Content creator Hank Green shared insight on pros and cons of the Internet


Student moderators host a talk with content creator Hank Green. Photo courtesy of Donald LeCompte, ’21.

Julian Ramirez

Hank Green, author and content creator, spoke with Washington and Lee via Zoom on March 13 at 4 pm. 

The conversation was moderated by Donald Lecompte ‘21, Estrella Burks-Parra ‘23, Jack Eason ‘22, and Avery Younis ‘21.

While partially indebted to the Internet for his success, Green said he is wary of the role it plays in discourse today.

“If the purpose of the Internet is to win at the discourse game, then there’s no space to believe that we could be wrong about something,” Green said. “And if there’s no space [to be wrong]…there’s no space in changing a mind.” 

Green said the internet has become an arena where “people are going to come at you for not having a solid opinion.”

He said this is partially why disagreements become public feuds because neither side is allowed to concede.

Those [disagreements] have to happen offline, one on one…Anything we can do to have those harder conversations in a way that is open…we should do that as much as we can.”

Green said the increase of platforms in the last few years has ushered in a democratization of content creation. This, he said, has made media more inclusive because creators without connections in high places are able to connect with a wide audience.

Green said that entertainment is now in the hands of the people.

“It used to be there was a group of people who controlled how media got out to the world. That is not [really] the case anymore.”

Although “the people” are often at the helm of the creation itself, the founders of platforms such as Youtube tend to take home the bulk of the money. Green predicts that the future of platforms will see an increased ease of monetization for creators, as already evident on platforms such as Twitch.
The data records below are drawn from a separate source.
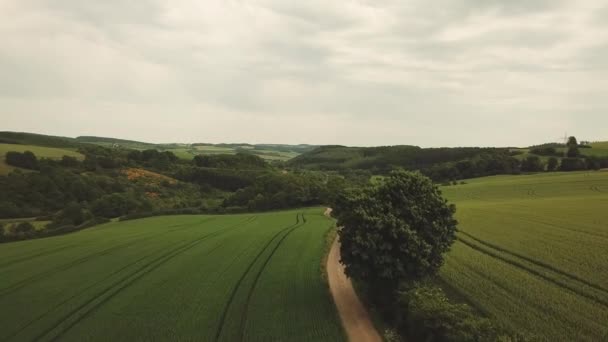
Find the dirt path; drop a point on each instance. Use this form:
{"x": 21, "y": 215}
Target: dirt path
{"x": 355, "y": 318}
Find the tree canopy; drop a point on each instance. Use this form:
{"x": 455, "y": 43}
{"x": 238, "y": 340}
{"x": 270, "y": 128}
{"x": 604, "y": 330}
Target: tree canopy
{"x": 397, "y": 230}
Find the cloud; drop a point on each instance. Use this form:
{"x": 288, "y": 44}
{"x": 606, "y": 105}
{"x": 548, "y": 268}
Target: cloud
{"x": 359, "y": 72}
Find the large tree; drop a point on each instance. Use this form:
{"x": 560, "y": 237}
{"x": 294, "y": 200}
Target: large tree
{"x": 397, "y": 230}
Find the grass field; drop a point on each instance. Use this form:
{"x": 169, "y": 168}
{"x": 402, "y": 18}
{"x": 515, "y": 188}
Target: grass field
{"x": 532, "y": 252}
{"x": 253, "y": 277}
{"x": 40, "y": 152}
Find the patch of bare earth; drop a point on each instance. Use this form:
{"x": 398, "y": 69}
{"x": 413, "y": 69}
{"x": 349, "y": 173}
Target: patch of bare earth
{"x": 354, "y": 316}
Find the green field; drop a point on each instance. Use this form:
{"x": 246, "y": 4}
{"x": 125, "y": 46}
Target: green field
{"x": 252, "y": 277}
{"x": 532, "y": 252}
{"x": 40, "y": 152}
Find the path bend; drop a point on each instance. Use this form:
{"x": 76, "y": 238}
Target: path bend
{"x": 355, "y": 318}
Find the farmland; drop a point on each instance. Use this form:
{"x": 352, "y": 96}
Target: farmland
{"x": 39, "y": 151}
{"x": 531, "y": 252}
{"x": 251, "y": 277}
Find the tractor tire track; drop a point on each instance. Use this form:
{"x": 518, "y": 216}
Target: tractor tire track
{"x": 534, "y": 272}
{"x": 24, "y": 282}
{"x": 39, "y": 254}
{"x": 129, "y": 279}
{"x": 537, "y": 263}
{"x": 243, "y": 321}
{"x": 39, "y": 317}
{"x": 235, "y": 289}
{"x": 16, "y": 286}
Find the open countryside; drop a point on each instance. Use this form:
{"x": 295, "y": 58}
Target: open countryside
{"x": 251, "y": 277}
{"x": 40, "y": 151}
{"x": 531, "y": 252}
{"x": 308, "y": 171}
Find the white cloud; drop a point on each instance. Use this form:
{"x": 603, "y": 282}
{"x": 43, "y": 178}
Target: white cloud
{"x": 461, "y": 72}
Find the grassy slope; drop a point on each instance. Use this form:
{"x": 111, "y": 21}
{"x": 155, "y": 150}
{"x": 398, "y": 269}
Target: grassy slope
{"x": 254, "y": 277}
{"x": 532, "y": 252}
{"x": 39, "y": 151}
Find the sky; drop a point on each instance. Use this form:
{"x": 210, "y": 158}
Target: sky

Green attributed his success, and the success of others in the industry, to two factors: empathy and storytelling.

“The need for empathy and storytelling hasn’t changed, and likely won’t ever. It’s been around since [humans] started communicating.”
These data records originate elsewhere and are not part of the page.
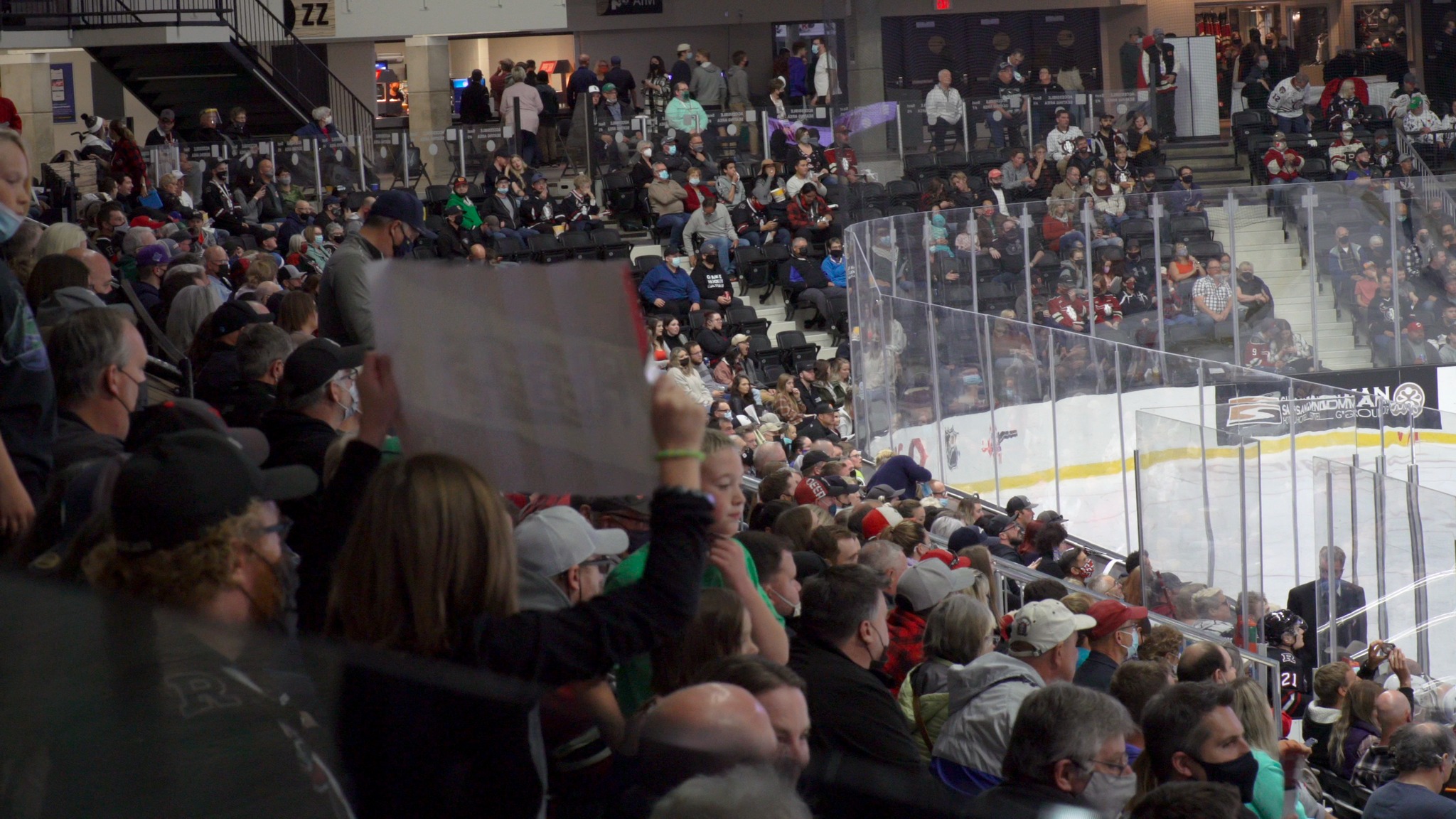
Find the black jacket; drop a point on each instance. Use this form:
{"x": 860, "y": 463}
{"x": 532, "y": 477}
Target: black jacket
{"x": 1349, "y": 598}
{"x": 475, "y": 107}
{"x": 422, "y": 751}
{"x": 245, "y": 404}
{"x": 851, "y": 709}
{"x": 1097, "y": 672}
{"x": 76, "y": 442}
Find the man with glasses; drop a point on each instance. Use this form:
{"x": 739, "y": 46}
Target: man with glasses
{"x": 1066, "y": 748}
Green said successful creators on platforms like TikTok and Youtube build communities by understanding who their audience is, what their audience desires, and how to meet those wants. 

“[The artist has] this deeper, personal connection. They make what they want to make, but also what their audience is going to vibe with.”

The YouTuber founded VidCon for those very same people, a conference aimed at creators who focus on building community through content, such as himself. 

Green said that those interested in monetizing a passion should, “have weird passions.”

He said his lifelong interest in “things that nobody cares about” was one reason for his success.

“If you can be obsessed with something that other people don’t care about, that’s the best space to be in…I don’t like crowded spaces. Look for clear spaces.”

Virginia Weston, ‘22, said she thought her peers would be comforted by the talk. She said his words were “great for people who feel like they don’t know what to do, especially during a pandemic.”

“[Hank Green’s] talk was inspiring. His message to be comfortable with your passions was something that a lot of college students need to hear.”

The 45-minute talk, sponsored by the Contact Committee and W&L’s Science, Society, and the Arts (SSA) covered topics from Green’s relationship with his father-in-law to “viruses having sex.”

He recognized that hope can be difficult to find in a world with “high magnitude problems,” but that these problems are only solved when hard-working, passionate individuals take the time to find hope and take time to relax. 

“We have to find joy…nothing gets done without joy,” Green said. “Or else we’re just sad scrolling. And that accomplishes nothing.” 

Green said he finds joy bonding with his 4-year-old son, connecting with creators and viewers across different platforms, and watching every episode of “RuPaul’s Drag Race.”

“There is no progress that doesn’t include some down time, some appreciation for the parts of life that will always be good. Things are hard, but we [will always] find joy.”